The thing about teams is that they are not static; they are constantly shifting organisms, and the roster you set out to construct is not the one that fails or succeeds. That failure or success is the culmination of a long, uneven, and uncertain evolutionary process.

That's what defines this team: a ceaseless evolution, one that continued right up until Game 5 was brought to its merciful end. At one point, Jokic was just a neat curiosity, a soft but limited genius. He had to become a tireless competitor, a ruthless scorer, and a guy capable of dropping a 32-21-10 in a Finals game. Jamal Murray was once just a streaky shooter looking for the right moments to try and heat up. He had to become the guy who tamed the Heat's unrelenting defense not with his shooting, but with his playmaking and steady hand. It was true that the Nuggets were a whirring offensive machine but a lackluster defense, and then suddenly the Heat failed to crack 100 points in four out of five Finals games, and that wasn't true anymore. It was true that the Nuggets weren't the type of team built to suffer and win ugly, right up until they triumphed through that morass of a clinching game. Even poor, ruined Michael Porter Jr., a one-dimensional player if there ever was one, kept fighting to become something more as his shooting touch died in front of us. Porter grabbed 13 rebounds in Game 5 and dedicated himself to pushing the pace and attacking the rim in a way that had previously never seemed possible for him.

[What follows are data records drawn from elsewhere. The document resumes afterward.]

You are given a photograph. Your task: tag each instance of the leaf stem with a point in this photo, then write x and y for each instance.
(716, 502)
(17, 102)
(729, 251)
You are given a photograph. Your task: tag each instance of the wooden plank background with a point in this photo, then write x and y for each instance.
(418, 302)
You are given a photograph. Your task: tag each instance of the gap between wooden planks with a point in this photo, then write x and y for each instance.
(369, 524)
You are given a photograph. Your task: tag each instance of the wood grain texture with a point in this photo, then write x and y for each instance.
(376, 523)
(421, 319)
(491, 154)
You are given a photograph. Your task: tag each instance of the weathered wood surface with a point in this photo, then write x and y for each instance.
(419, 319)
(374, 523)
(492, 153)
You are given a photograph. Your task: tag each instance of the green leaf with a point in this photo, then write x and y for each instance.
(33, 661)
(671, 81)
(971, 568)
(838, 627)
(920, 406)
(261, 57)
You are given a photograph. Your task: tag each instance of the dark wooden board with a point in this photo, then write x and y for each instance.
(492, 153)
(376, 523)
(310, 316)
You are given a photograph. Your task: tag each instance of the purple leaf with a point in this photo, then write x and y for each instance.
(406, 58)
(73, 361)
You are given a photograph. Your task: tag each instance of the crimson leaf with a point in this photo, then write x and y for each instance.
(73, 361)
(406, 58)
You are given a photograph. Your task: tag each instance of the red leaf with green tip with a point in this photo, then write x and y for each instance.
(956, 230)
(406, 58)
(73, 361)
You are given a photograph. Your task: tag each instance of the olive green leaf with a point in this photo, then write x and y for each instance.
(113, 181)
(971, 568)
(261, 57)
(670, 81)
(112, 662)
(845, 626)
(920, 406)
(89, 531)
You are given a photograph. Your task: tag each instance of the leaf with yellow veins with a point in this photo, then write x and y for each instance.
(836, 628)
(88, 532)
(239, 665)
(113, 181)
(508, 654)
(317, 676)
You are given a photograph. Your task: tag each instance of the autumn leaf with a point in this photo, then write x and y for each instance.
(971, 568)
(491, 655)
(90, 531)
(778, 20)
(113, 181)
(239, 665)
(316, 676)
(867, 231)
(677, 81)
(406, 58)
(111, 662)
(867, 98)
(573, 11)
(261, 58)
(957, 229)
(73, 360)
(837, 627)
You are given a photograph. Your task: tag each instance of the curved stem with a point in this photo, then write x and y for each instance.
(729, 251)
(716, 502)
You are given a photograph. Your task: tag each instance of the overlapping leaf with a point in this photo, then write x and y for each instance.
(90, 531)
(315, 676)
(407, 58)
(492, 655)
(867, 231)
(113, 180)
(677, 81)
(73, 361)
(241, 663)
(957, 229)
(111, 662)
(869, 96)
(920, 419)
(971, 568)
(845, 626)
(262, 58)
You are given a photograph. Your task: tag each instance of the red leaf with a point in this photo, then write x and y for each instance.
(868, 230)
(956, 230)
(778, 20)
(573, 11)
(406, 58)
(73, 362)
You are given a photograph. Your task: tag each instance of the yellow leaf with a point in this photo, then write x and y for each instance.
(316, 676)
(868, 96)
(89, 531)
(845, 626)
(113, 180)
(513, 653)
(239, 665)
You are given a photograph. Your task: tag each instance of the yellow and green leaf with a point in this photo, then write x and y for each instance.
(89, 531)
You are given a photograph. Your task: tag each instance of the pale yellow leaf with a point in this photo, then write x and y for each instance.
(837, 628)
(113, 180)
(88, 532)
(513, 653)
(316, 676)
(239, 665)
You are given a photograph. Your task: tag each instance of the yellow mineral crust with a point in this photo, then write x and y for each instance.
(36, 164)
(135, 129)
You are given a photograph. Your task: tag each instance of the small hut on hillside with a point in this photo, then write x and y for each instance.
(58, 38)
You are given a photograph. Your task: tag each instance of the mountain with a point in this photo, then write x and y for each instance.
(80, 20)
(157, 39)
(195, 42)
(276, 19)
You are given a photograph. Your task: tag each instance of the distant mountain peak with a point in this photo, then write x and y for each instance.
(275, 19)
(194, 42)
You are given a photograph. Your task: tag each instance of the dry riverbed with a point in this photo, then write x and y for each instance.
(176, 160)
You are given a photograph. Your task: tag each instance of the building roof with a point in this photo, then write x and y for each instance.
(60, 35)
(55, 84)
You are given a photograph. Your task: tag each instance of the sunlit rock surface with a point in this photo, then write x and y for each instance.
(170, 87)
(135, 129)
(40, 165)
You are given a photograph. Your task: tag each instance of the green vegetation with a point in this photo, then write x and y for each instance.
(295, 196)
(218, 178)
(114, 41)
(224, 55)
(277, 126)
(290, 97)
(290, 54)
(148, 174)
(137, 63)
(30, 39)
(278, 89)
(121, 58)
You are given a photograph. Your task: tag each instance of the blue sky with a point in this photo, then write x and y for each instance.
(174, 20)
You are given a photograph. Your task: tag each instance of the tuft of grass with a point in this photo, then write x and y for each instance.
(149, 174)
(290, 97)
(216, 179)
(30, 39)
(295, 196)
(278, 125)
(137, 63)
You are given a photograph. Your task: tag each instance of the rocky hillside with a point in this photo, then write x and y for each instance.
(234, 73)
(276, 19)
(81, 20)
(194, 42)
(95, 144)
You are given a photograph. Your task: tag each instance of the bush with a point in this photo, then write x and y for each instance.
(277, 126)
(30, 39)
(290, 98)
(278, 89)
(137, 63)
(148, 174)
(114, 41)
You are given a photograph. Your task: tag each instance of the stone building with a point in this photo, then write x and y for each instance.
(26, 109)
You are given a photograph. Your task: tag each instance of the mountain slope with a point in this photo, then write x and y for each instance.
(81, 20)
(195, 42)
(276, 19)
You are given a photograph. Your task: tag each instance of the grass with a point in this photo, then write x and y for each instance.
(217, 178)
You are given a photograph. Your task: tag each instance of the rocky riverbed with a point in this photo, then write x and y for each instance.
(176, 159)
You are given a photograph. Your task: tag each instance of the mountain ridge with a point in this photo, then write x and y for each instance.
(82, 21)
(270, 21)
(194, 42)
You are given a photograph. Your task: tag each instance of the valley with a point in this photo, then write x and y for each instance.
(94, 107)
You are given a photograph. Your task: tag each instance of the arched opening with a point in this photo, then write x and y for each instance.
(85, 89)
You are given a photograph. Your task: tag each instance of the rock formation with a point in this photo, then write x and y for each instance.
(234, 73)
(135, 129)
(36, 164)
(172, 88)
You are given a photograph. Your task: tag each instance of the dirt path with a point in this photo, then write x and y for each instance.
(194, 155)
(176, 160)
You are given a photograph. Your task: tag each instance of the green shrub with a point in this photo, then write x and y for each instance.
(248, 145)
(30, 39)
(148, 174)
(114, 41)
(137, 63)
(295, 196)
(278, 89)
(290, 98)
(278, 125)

Most teams stall out or fall apart before the truly meaningful leaps forward can occur. Building a competent and entertaining NBA team is hard; keeping one together and moving forward for as long as the Nuggets have is even more difficult; winning an NBA title is utterly implausible. You just never expect it all to work out like this, and so I remained incapable of imagining the Nuggets raising a trophy, even as they went up 3-1 in this series and even as the final seconds of Game 5 ticked away. It hadn't happened in my lifetime. Could it really happen now?

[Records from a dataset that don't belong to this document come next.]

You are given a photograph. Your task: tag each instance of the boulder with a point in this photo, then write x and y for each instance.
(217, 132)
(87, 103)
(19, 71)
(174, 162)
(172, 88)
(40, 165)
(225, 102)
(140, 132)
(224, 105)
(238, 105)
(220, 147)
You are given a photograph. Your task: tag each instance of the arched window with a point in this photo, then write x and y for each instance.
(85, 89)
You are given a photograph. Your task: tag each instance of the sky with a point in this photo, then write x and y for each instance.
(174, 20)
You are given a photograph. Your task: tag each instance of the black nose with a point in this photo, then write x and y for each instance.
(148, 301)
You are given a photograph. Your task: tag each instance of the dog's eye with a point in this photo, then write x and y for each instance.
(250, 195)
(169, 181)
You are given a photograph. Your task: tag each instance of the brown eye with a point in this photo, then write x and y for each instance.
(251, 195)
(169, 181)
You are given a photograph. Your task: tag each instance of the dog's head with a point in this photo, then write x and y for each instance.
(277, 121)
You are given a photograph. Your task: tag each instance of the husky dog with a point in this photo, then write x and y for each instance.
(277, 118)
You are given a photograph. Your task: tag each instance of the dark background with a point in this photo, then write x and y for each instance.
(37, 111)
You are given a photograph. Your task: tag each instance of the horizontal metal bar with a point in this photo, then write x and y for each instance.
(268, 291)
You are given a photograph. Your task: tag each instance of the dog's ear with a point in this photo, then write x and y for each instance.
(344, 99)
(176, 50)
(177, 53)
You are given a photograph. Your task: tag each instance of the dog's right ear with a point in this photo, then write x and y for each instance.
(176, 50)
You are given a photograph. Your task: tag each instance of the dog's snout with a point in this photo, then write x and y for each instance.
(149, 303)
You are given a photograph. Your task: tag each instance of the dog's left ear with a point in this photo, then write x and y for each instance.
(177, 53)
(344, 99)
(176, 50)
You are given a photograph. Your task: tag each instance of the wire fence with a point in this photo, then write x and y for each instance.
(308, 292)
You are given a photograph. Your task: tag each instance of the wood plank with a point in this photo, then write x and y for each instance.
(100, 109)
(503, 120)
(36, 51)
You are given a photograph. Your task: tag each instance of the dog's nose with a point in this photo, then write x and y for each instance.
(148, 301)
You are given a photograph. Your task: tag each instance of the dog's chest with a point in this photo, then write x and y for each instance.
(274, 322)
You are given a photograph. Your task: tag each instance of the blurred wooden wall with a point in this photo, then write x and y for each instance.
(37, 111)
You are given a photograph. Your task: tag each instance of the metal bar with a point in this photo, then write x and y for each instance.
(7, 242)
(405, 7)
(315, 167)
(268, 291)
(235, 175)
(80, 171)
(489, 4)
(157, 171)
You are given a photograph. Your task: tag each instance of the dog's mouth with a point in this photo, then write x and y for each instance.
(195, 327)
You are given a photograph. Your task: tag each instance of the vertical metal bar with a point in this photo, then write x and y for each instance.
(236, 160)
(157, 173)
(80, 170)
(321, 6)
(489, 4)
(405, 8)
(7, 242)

My head is sodden with memories, and images associated with each one. Every court-bending Jokic pass I've seen over the last eight seasons has left an imprint on my brain, like a shadow burned into a TV that was left on for too long. I have many times imagined the locker-room scene in which Malone, trying to pull Murray out of the quicksand he was in during the second game of his disastrous introduction to the playoffs, grabbed his young player and said, "I believe in you. I love you." (It worked.) "Jamal Murray & Nikola Jokic embrace postgame in PhantomCam!" is not only a YouTube title that exists, but one that lives above a video I have thought about at least once a month for the past three years. It will now be joined by "Jokic DRAGGING Murray INTO THE POOL!🤣." It's all swirling today: memories of game-winning shots, ludicrous passes, and bleary-eyed nights on which I watched my favorite sports team play some of the most inventive basketball of the last decade.

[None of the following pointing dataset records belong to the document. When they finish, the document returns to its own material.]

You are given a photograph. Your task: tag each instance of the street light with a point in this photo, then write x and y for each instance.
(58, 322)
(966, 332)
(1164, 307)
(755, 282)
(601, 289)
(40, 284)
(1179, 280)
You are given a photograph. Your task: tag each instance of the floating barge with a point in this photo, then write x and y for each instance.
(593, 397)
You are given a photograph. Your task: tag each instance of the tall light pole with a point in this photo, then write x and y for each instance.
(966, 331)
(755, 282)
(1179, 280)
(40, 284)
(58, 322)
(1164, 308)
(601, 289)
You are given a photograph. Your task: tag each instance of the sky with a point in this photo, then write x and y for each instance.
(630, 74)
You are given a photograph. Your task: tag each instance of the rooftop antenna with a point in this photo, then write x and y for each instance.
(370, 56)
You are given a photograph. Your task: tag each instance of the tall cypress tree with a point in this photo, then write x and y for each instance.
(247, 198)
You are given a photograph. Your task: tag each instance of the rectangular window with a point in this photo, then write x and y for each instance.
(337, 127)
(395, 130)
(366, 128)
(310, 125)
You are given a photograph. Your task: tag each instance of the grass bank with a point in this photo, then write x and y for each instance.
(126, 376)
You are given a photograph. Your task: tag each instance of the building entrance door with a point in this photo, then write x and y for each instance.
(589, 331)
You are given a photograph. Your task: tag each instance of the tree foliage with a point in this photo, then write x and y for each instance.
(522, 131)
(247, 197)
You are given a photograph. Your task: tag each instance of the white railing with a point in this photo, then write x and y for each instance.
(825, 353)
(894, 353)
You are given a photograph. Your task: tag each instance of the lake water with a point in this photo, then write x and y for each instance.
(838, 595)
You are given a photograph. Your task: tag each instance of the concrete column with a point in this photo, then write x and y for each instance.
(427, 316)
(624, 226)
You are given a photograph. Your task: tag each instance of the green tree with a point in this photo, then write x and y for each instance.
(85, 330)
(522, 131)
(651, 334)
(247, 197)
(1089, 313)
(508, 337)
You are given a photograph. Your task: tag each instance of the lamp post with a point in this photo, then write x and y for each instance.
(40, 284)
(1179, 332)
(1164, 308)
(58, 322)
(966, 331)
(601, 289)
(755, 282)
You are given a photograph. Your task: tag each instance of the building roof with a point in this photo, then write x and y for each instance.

In the afterglow, I've started to understand that all those memories and moments I held onto were collected as a kind of defense mechanism. If championships are all that matter, then happiness as a sports fan mostly comes down to being born in a specific place at a specific time. That's a lousy way to live, so it becomes wise to not think too much about what could be, but to appreciate what is, to hold onto each individual moment for its own value rather than what it might be leading to. But championships change the past. They unfurl a long and meaningful journey behind them, and in a blink all of those previously self-contained moments are snapped together to form a shining, golden path, and when the buzzer sounded on Game 5 my brain couldn't really handle the real-time reprogramming of the past. I put my face in my hands, cried a few silent tears, and failed to understand what had just become true.